Leeuwenhoeck, in one of his extraordinary microscopical observations on a young spider not bigger than a grain of sand, upon enumerating the threadlets in one of its threads, calculated that it would require four millions of them to be as thick as a hair of his beard.
| A single thread of a Spider, greatly magnified, so that, for the small space represented, the lines are shown as parallel. | Attached end of a Spider’s thread magnified. |
Another important advantage derived by the spider from the multiplicity of its threadlets is, that the thread affords a much more secure attachment to a wall, a branch of a tree, or any other object, than if it were simple; for, upon pressing the spinneret against the object, as spiders always do when they fix a thread, the spinnerules are extended over an area of some diameter, from every hair’s-breadth of which a strand, as rope-makers term it, is extended to compound the main cord. The preceding figure exhibits this ingenious contrivance.

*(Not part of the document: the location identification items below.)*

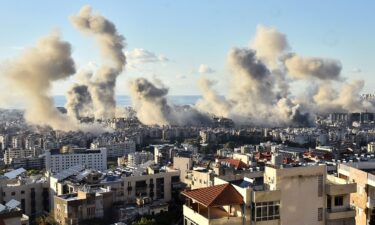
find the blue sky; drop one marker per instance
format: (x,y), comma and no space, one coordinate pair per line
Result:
(194,32)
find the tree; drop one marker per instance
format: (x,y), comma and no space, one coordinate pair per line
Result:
(46,220)
(372,217)
(145,221)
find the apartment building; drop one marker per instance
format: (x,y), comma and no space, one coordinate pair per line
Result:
(71,209)
(58,160)
(286,196)
(362,173)
(115,149)
(31,192)
(137,158)
(151,182)
(11,214)
(11,154)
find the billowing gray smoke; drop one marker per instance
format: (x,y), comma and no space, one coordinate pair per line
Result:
(31,76)
(152,107)
(79,102)
(211,100)
(306,67)
(269,44)
(102,85)
(259,85)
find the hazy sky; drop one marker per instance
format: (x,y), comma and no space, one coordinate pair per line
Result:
(179,36)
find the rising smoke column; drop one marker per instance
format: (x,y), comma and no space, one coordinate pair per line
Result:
(258,85)
(31,75)
(313,67)
(211,101)
(78,101)
(150,103)
(269,44)
(152,106)
(102,86)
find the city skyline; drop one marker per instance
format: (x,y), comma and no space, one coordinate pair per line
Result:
(178,42)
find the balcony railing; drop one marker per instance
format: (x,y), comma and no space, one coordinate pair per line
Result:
(340,213)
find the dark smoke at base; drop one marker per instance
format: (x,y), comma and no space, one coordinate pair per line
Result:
(259,86)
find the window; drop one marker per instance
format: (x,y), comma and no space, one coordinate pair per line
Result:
(339,200)
(320,214)
(263,211)
(320,185)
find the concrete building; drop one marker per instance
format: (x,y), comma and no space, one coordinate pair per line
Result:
(137,158)
(31,192)
(11,214)
(185,165)
(59,160)
(286,196)
(71,209)
(364,199)
(115,149)
(11,154)
(152,182)
(371,147)
(220,204)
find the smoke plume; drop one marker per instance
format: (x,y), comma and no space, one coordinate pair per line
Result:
(307,67)
(79,102)
(102,85)
(32,74)
(152,107)
(269,44)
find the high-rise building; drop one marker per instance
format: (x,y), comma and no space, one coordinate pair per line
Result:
(59,160)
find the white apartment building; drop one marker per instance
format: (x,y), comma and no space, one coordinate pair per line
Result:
(11,154)
(115,150)
(59,160)
(138,158)
(371,147)
(31,192)
(288,196)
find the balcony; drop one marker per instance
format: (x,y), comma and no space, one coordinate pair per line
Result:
(340,213)
(217,216)
(266,196)
(370,202)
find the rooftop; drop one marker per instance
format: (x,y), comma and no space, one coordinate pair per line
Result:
(218,195)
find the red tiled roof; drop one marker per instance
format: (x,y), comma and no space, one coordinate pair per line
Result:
(238,164)
(218,195)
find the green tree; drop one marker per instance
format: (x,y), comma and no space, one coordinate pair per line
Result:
(372,217)
(46,220)
(145,221)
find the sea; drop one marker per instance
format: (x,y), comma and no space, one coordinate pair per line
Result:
(124,100)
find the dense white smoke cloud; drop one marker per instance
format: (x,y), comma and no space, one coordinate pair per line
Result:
(102,85)
(78,101)
(269,44)
(306,67)
(259,85)
(152,106)
(32,74)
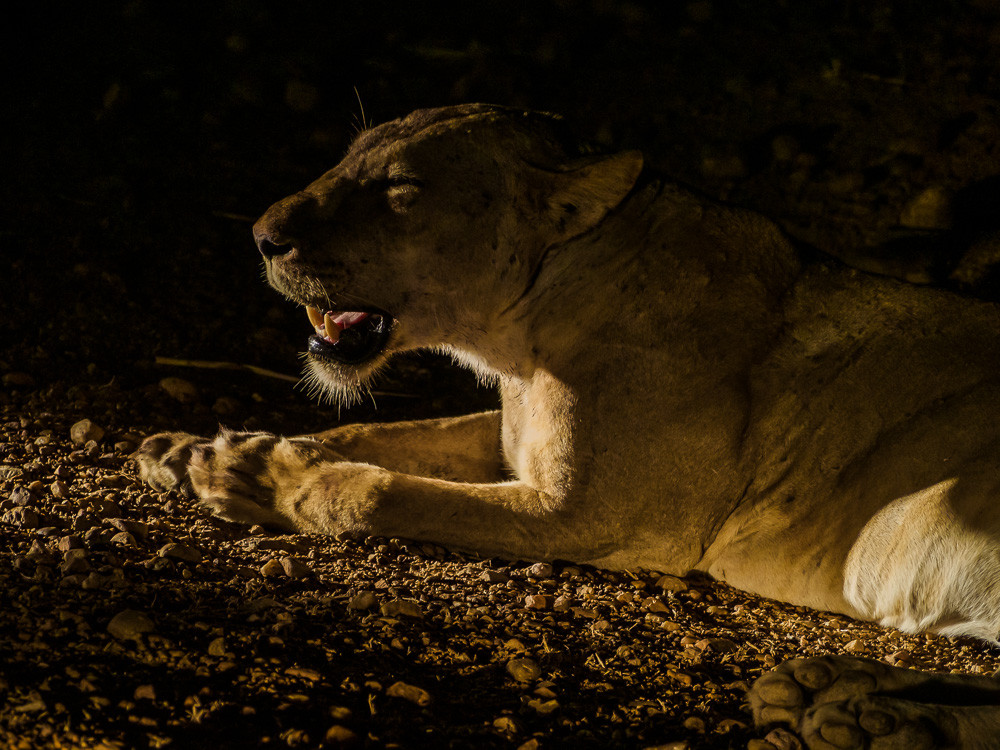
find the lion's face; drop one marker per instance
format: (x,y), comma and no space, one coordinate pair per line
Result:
(427,231)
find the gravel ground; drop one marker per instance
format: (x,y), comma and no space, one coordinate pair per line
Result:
(148,136)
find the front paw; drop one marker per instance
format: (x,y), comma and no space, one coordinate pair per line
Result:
(163,461)
(251,477)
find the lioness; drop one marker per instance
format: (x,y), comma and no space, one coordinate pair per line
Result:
(681,391)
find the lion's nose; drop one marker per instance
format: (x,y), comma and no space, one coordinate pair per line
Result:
(268,247)
(274,232)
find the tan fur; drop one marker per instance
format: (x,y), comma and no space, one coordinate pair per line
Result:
(679,390)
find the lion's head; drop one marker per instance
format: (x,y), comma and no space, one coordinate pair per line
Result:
(429,230)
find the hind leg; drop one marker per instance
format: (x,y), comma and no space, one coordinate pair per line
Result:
(930,561)
(847,703)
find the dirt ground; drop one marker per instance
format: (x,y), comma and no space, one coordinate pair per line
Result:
(145,137)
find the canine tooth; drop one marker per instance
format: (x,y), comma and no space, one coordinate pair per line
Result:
(331,329)
(314,316)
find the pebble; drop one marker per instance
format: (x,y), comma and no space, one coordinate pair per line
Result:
(18,378)
(295,568)
(26,518)
(671,584)
(540,570)
(363,601)
(304,673)
(543,708)
(74,561)
(136,528)
(178,551)
(537,601)
(84,431)
(404,607)
(931,209)
(272,569)
(524,669)
(339,735)
(180,390)
(506,725)
(717,645)
(129,624)
(411,693)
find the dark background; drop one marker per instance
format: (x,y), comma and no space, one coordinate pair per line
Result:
(141,141)
(144,137)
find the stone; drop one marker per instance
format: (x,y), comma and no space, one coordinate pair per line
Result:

Those who may be curious to examine this contrivance will see it best when the line is attached to any black object, for the threads, being whitish, are, in other cases, not so easily perceived.
Shooting of the Lines.
It has long been considered a curious though a difficult investigation, to determine in what manner spiders, seeing that they are destitute of wings, transport themselves from tree to tree, across brooks, and frequently through the air itself, without any apparent starting point. On looking into the authors who have treated upon this subject, it is surprising how little there is to be met with that is new, even in the most recent. Their conclusions, or rather their conjectural opinions, are, however, worthy of notice; for by unlearning error, we the more firmly establish truth.
1. One of the earliest notions upon this subject is that of Blancanus, the commentator on Aristotle, which is partly adopted by Redi, by Henricus Regius of Utrecht, by Swammerdam, [EK] by Lehmann, and by Kirby and Spence.[EL] “The spider’s thread,” says Swammerdam, “is generally made up of two or more parts, and after descending by such a thread, it ascends by one only, and is thus enabled to waft itself from one height or tree to another, even across running waters; the thread it leaves loose behind it being driven about by the wind, and so fixed to some other body.” “I placed,” says Kirby, "the large garden spider (Epeira diadema) upon a stick about a foot long, set upright in a vessel containing water.… It let itself drop, not by a single thread, but by two, each distant from the other about the twelfth of an inch, guided, as usual, by one of its hind feet, and one apparently smaller than the other. When it had suffered itself to descend nearly to the surface of the water, it stopped short, and by some means, which I could not distinctly see, broke off, close to the spinners, the smallest thread, which still adhering by the other end to the top of the stick, floated in the air, and was so light as to be carried about by the slightest breath. On approaching a pencil to the loose end of this line, it did not adhere from mere contact. I therefore twisted it once or twice round the pencil, and then drew it tight. The spider, which had previously climbed to the top of the stick, immediately pulled at it with one of its feet, and finding it sufficiently tense, crept along it, strengthening it as it proceeded by another thread, and thus reached the pencil."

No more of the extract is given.